The Sea is Dead, but the Scrolls Aren’t

Filed under:Books, General, Religion, Theology— arlen@ 10:37 am

It’s amusing sometimes, to see what lengths people go to in order to attack things they don’t believe in. In the case of Christianity, they often use strange interpretations of the Dead Sea Scrolls. You remember them? They were found near the ruins of Qumran, and there has been a project going since the late 40’s attempting to date them and translate them.

Anyway, the usual tactic I’ve run into is to assert they say things which they don’t, or to make other, similarly unsupported, speculations about the community of Essenes (for example, I’ve run into folks who proudly assert the Essenes were Christians, or were a sect which followed “True Christianity” — the intent of the last assertion is, of course, to support a claim that all current Christian sects are therefore false). Those who make arguments based upon these assertions manage to shut up their targets, not through the force of Truth, but in the main because the average Christian is notoriously uninformed about Christian history, often accepting rather bizarre revisions of history as fact simply through ignorance. (My daughter’s Advanced Placement European History teacher once stated baldly that the major difference of opinion between Martin Luther and John Calvin was that Martin Luther believed in free will while Calvin didn’t. We went out and bought my daughter an independent study guide for the AP European History exam, so the teacher’s ignorance didn’t hurt her. We’d both learned quite a bit earlier that pointing out errors to this teacher led only to reprisals, not truth, so there was no point in trying to educate the teacher.)
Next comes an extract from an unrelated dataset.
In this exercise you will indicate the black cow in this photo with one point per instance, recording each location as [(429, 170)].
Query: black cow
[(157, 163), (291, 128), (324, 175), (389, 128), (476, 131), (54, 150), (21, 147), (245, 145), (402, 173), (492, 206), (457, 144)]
This is a rather long way round to introducing one of my current study topics, the Dead Sea Scrolls. The book is The Meaning Of The Dead Sea Scrolls by James Vanderkam and Peter Flint. It’s an excellent introduction to the scrolls themselves (the current “official” translation of the scrolls runs to 39 volumes; the nasty part of me thinks this is why they’re such fertile ground for fabrication — it’s not likely anyone you’re talking to has read them all). But more importantly, from my standpoint, is they tell the history of the project to translate the scrolls, and debunk a lot of the myths that have arisen around them.

The myths grew in part because of the speed (lack thereof) of publication. Many things slowed the pace of the scholarship, but to speculators outside the only real reason was that there must be something in the scrolls that would completely destroy the orthodoxy of the day, either Christian or Jewish (speculation on the latter rose sharply when Israel wrested control of the scrolls from Jordan after the Six-Day War). I mean it’s obvious that must be the reason for the delay — it can’t be because the work is difficult, or because there are so many things exploding around the scholars that it’s hard to remain there on the job, or any one of a hundred other, more innocuous reasons. It’s human nature to leap to the most malignant reason behind someone’s behavior.

This is a highly recommended read for anyone wanting to know something more (or just something, even) about the discoveries in Qumran. The authors have written a very approachable introduction to a very complex and important subject.